METHODS: A prospectively maintained database including all patients with juxtarenal abdominal aortic aneurysm after previous surgical reconstruction that underwent F-EVAR within the period from November 2003 to February 2013 under the instruction of the senior author. Evaluated outcomes included initial technical success and operative mortality and morbidity as well as late survival, target vessel patency, aneurysm diameter regression, renal function, and reintervention.

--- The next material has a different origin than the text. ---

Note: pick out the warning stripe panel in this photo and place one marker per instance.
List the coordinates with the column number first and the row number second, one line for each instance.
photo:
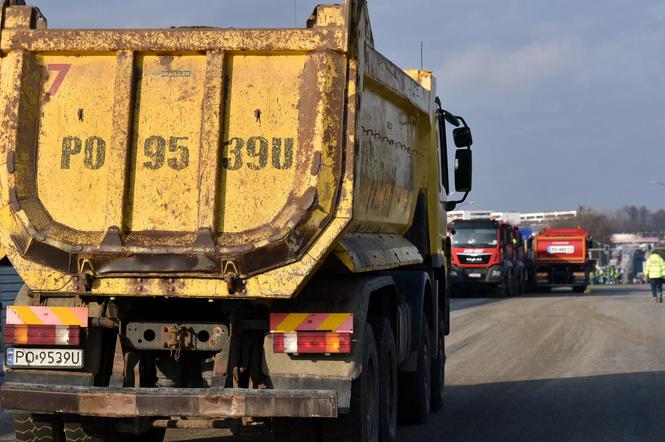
column 20, row 315
column 293, row 322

RESULTS: A total of 35 patients (33 male; mean age, 71.5 ± 6.2 years) were treated. Median interval from the primary surgical reconstruction was 126 months (range, 48-223 months). All patients had proximal anatomies precluding standard endovascular techniques and were considered high risk for open repair due to their comorbidities and redo nature of the operation. In total, 111 vessels were targeted: 77 with small fenestrations, 33 with scallops, and 1 vessel with a downward branch. The operation was completed by totally endovascular means in 34 patients (97.1%). In one patient, a retroperitoneal approach was needed to gain retrograde access to a renal artery. Operative target vessel perfusion success rate was 100%. Operative mortality was 0% and median hospital stay 6 days (range, 2-40 days). Mean follow-up (FU) was 37.5 ± 25 months. Mean aneurysm maximal diameter decreased from 60 ± 4 mm to 47 ± 8 mm (P < .05). No type I endoleak was diagnosed, and no reintervention was required during FU. There were eight late deaths, all unrelated to the aneurysm. Estimated survival rates at 1, 2, and 4 years were 92.0% ± 5.5%, 82.8% ± 7.9% and 76.9% ± 9.3%, respectively. Three target vessel occlusions occurred during FU. One patient suffered a bilateral renal artery occlusion resulting in dialysis. In a second patient, one renal artery occluded without clinical symptoms. No other cases of renal function deterioration were observed.

CONCLUSIONS: F-EVAR is a valid treatment option for juxtarenal aneurysms after previous surgical reconstruction. F-EVAR represents a less morbid alternative to redo open surgery, has a high technical success rate, and shows durability in mid-term FU.